I was brushing my teeth when I heard a clink. With some trepidation I checked under the couch. No Tilly. The damn cat was gone. Again.

Now I was pissed. This cat was treating me like a bed and breakfast. Or more accurately, a potty and breakfast. She didn’t stick around long enough to sleep.

That evening I returned to her abandoned house and called and called. Nothing. I called around my house. No cat. But a few hours later the dogs started barking and trying to climb into the fireplace.  It finally dawned on me that the flue was broken and she was using the chimney as her own personal Holland tunnel. And was now attempting to return. Outside I trained my flashlight beam on a Tilly-sized lump on the roof. I called her and she turned her back to me.  If a cat could give the finger, I was getting it.
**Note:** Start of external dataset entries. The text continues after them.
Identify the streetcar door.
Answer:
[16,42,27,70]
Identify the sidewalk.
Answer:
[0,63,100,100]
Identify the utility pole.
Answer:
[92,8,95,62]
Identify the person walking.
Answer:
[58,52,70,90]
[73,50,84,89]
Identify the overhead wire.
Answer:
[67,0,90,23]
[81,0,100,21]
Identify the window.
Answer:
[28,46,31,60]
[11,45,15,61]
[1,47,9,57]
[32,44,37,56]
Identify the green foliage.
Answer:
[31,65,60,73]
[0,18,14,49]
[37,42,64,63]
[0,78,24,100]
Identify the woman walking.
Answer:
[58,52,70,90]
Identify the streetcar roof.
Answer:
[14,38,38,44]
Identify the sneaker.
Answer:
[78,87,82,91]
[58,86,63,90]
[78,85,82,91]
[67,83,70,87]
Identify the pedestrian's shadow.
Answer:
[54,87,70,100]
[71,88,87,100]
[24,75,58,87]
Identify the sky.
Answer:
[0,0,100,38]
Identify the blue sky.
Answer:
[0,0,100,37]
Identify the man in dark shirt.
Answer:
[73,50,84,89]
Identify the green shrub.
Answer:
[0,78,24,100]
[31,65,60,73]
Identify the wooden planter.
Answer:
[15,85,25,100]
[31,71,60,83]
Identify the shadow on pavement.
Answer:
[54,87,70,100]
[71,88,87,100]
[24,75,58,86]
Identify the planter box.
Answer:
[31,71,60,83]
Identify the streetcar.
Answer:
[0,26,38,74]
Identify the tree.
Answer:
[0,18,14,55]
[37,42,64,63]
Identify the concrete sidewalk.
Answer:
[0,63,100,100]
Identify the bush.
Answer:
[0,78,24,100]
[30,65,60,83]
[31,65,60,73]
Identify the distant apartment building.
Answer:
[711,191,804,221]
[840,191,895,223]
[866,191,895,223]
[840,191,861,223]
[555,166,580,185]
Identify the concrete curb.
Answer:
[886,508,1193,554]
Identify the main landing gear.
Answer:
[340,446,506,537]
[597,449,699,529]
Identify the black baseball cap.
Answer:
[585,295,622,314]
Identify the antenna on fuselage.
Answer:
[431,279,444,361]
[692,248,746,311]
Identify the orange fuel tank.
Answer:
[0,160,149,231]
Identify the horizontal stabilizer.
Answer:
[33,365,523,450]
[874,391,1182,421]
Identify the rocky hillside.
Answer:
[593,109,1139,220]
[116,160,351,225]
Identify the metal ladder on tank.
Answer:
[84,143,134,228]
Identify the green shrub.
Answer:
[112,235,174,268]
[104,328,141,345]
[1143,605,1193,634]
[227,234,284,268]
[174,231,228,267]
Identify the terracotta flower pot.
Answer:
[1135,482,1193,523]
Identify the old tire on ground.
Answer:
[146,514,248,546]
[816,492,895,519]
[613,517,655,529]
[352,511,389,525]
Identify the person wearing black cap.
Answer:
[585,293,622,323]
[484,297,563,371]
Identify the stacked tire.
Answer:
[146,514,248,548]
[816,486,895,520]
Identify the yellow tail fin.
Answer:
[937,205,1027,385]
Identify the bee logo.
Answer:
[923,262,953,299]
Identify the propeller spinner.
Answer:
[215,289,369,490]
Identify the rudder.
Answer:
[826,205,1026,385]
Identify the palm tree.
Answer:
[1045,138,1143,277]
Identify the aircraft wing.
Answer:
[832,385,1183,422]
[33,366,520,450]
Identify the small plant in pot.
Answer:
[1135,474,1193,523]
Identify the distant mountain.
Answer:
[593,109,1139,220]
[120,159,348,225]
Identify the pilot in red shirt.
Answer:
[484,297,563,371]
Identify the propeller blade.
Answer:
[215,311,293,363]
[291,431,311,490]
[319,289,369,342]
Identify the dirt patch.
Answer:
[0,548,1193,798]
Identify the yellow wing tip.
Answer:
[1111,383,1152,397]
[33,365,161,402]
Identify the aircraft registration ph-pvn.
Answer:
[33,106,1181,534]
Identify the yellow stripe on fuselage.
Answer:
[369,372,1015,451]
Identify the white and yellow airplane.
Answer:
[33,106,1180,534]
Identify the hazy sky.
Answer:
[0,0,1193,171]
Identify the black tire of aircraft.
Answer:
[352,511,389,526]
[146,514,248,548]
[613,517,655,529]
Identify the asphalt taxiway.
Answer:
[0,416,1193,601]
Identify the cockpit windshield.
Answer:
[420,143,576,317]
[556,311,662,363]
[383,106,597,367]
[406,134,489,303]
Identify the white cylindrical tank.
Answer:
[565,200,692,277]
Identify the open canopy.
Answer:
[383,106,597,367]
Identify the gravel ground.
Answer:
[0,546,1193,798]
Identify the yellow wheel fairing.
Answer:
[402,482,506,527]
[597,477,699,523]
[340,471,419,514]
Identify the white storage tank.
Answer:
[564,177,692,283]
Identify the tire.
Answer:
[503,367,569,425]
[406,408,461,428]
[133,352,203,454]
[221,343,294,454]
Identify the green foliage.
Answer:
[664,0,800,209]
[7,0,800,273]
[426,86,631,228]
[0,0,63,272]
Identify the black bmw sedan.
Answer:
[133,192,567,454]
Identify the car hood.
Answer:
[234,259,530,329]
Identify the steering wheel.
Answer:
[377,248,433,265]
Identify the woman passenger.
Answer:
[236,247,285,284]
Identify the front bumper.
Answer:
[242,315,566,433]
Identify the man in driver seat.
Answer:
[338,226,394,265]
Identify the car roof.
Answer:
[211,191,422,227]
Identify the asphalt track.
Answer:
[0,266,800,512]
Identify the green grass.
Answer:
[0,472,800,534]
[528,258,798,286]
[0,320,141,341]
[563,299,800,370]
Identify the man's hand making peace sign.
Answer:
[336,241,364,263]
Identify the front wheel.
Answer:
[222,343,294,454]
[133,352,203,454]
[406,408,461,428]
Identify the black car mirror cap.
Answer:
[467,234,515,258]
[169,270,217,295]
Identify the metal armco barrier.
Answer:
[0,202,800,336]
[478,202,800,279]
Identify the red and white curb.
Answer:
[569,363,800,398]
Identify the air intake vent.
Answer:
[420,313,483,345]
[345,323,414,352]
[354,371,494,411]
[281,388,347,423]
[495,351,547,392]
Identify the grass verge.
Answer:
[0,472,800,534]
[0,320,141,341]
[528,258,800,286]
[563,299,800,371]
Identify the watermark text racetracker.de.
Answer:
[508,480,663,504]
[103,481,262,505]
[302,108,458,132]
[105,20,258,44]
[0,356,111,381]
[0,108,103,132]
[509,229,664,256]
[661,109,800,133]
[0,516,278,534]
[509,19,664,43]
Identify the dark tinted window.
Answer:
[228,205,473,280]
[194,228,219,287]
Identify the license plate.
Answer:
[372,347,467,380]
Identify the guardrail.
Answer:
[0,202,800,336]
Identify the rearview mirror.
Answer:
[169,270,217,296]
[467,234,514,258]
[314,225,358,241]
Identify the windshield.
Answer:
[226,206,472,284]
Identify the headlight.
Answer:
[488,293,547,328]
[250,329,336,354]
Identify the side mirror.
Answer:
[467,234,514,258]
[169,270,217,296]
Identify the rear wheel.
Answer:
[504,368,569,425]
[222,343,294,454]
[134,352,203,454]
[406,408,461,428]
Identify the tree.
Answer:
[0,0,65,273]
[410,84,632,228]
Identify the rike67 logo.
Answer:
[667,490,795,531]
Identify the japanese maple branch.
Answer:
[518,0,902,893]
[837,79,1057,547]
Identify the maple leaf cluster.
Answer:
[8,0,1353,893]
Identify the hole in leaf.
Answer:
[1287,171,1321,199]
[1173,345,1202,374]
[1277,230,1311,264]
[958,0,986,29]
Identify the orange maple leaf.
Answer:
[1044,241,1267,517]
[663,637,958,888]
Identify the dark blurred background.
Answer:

Inside the house I set up a complicated chute leading from the fireplace directly into the cat trap. I was proud of myself—it was a work of art. I locked myself and the dogs in my room convinced I had outsmarted Tilly. Ha! Take that smarty cat.

Before I retired for the night I checked on her.  She wasn’t in the trap but when I called she answered and it seemed awfully loud and close for a cat in the chimney or on the roof. I followed the yowls. Directly into her room where she was sitting on the couch demanding dinner. Loudly. She had already used her litter box of course

After that I put a baby gate in front of the fireplace. Eventually I am smarter than a feral cat.